Readers Write: Scott Stringer knows not what of he speaks regarding MTA

Never shy around a camera or microphone, New York City Comptroller and 2021 mayoral wanna be Scott Stringer will continue issuing a series of useless audits and reports including those critical of the MTA and various municipal agencies. 

His most recent deals with Bombardier’s $600 million dollar contract with MTA NYC Transit for 300 new subway cars, which is several years late. He conveniently forgot to tell you in exchange for Bombardier’s delays in delivery, NYC Transit will obtain 18 additional subway cars at no cost.

Stringer travels around town by car with driver and police security detail.  Unlike the millions of New Yorkers, he doesn’t own a Metro Card and ride the subway on a daily basis. 

Do as I say, not as I do is his motto.  With term limits, Stringer is just another term-limited career politician using the NYC comptroller’s office perks current position while seeking yet another public office. 

As a former state Assemblymember, Manhattan Borough president and currently NYC Comptroller – he has never worked an honest day in his life.

If Stringer was serious about this issue, why didn’t he years ago ask either Mayor Bill de Blasio or Gov. Andrew Cuomo to appoint him to serve on the MTA Board.  

A significant percentage of NYC Transit subway car and bus procurements along with many other capital projects and programs, are funded for the most part by Federal Transit Administration grants. These federal funds go to NYC Transit, Long Island and Metro North Rail Road along with MTA Bus.  

They will total $7 billion between now and when the $32 billion 2015-2019 MTA Capital Program Plan is completed.

These are subject to federal procurement rules and regulations including Buy America requirements. Over $7 billion has been requested as part of the $51 billion 2020 – 2024 MTA Capital Program Plan to replace almost 2,000 more subway cars.  

There are only four rail car manufacturers including Alstom,Bombardier, Kawasaki and Siemans to supply transit agencies around the nation.  As a result, there is limited competition between a handful of potential suppliers.

The MTA, NYC Transit, LIRR & Metro North are competing against each other and transit agencies, who operate subway and or heavy commuter rail around the nation for time and space on the handful of manufacturer’s production line.  

As a result, over past MTA Five Year Capital Programs, NYC Transit has averaged five years for subway cars and three for buses. This process begins with the development of bid specifications, advertising and award.

Next is vendor mobilization, pre-production, assembly, testing, delivery and acceptance from the first to the last subway, commuter rail car or bus.  

Purchasing a thousand or more subway cars is not like us going to a local car dealer. Automobile manufacturers have a series of basic models with a variety of optional add ons produced year in large quantities. 
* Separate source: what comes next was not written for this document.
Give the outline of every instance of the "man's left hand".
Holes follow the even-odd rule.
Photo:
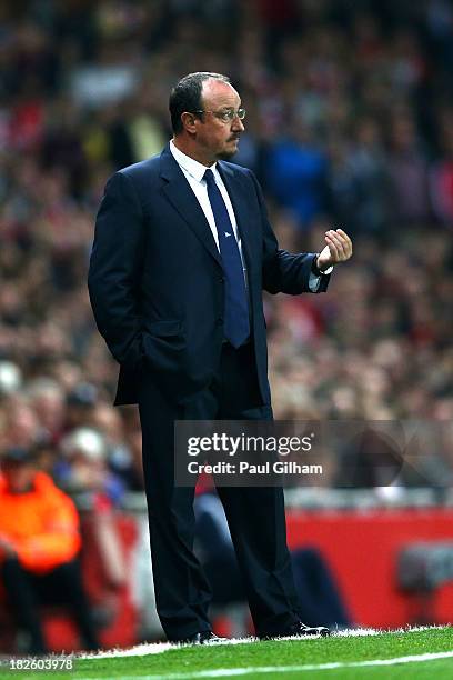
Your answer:
[[[326,246],[318,256],[318,269],[325,271],[332,264],[345,262],[352,256],[352,241],[342,229],[330,229],[325,232]]]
Subway and commuter car manufacturers do not have a ready supply of off the shelf stock on hand, ready to drive off the lot.  Each transit agency has different bid specifications to meet their respective physical systems, maintenance and operational needs.  

The winning bidder needs time to develop a prototype car followed by delivery of one 10-car train set.  The NYC Transit needs time to run these vehicles in revenue service.  This is to ensure they can survive the challenges of operating in the nation’s largest subway system.  

They have met bid specifications. NYC Transit operations and maintenance groups need time to make sure they have the resources to manage both this new and existing fleet.  Only then, after completion of NYC Transit internal review and sign off by various departments can the manufacturer begin full production.  

If you are lucky and there are no hiccups during production, this might average ten cars or one train set per week. Each car has to be inspected and accepted at the production plant and again after delivery which takes time. 

Stringer should visit any subway car production plant and see for himself before complaining. 

Stringer should also meet with the hard-working MTA and NYC Transit procurement, operational and maintenance staff assigned to manage subway car procurements.  This would help him develop a better understanding of the process from start to finish.  

Larry Penner

(Larry Penner is a transportation historian, advocate and writer who previously worked 31 years for the Federal Transit Administration Region 2 NY Office.